A beta of 1.83 indicates TINY has historically moved more than the broader market, amplifying both the directional payoff and the realized volatility relative to an index-equivalent position. TINY pays a dividend, which adjusts put-call parity and shifts the ex-dividend pricing across the listed chain.
What is a covered call on TINY?
A covered call pairs long stock with a short out-of-the-money call, collecting premium and capping upside above the short strike in exchange for income.
Current TINY snapshot
As of May 15, 2026, spot at $83.78, ATM IV 32.40%, IV rank 8.56%, expected move 9.29%. The covered call on TINY below is built from the same end-of-day chain, with strikes snapped to listed contracts and premiums pulled from the bid/ask midpoint at a 34-day expiry.

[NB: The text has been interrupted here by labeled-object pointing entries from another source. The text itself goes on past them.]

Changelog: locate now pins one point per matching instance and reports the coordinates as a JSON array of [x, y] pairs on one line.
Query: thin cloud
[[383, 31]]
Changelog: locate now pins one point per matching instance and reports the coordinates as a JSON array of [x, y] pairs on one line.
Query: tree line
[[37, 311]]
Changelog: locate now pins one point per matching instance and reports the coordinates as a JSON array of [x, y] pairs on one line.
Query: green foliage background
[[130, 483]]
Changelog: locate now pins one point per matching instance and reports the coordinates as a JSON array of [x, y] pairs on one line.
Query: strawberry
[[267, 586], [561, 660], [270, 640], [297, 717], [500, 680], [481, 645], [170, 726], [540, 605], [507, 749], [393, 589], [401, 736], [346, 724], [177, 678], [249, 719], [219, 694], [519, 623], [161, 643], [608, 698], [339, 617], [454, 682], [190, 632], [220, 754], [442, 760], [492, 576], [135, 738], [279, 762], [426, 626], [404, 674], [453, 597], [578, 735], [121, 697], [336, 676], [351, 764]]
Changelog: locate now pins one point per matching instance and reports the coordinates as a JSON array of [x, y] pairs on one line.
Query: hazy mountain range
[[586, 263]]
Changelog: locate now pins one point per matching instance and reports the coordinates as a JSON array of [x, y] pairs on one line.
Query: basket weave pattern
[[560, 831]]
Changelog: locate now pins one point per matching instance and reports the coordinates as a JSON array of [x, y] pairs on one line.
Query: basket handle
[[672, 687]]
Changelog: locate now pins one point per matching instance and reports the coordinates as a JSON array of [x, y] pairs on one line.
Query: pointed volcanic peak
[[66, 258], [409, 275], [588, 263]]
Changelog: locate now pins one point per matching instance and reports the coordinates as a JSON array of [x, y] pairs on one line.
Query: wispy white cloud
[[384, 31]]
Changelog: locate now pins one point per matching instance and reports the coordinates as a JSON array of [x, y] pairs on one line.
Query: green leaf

Why this covered call structure on TINY specifically: TINY IV at 32.40% is on the cheap side of its 1-year range, which means a premium-selling TINY covered call collects less credit per unit of strike-width risk, with a market-implied 1-standard-deviation move of approximately 9.29% (roughly $7.78 on the underlying). The 34-day window matched to the front-month expiry keeps theta exposure bounded while still capturing the post-snapshot move; longer-dated TINY expiries trade a higher absolute premium for lower per-day decay. Position sizing on TINY should anchor to the underlying notional of $83.78 per share and to the trader's directional view on TINY etf.
TINY covered call setup
The TINY covered call below is built from the end-of-day chain, with each option leg priced at the bid/ask midpoint of its listed strike. With TINY near $83.78, the first option leg uses a $90.00 strike; additional legs (when the strategy has them) anchor to spot-relative offsets. Premiums come from the bid/ask midpoint on the listed TINY chain at a 34-day expiry; the cross-strike IV skew is reflected directly in the per-leg values rather than approximated. Quantity sizing assumes one contract per option leg (or 100 TINY shares for the stock leg in covered calls and collars).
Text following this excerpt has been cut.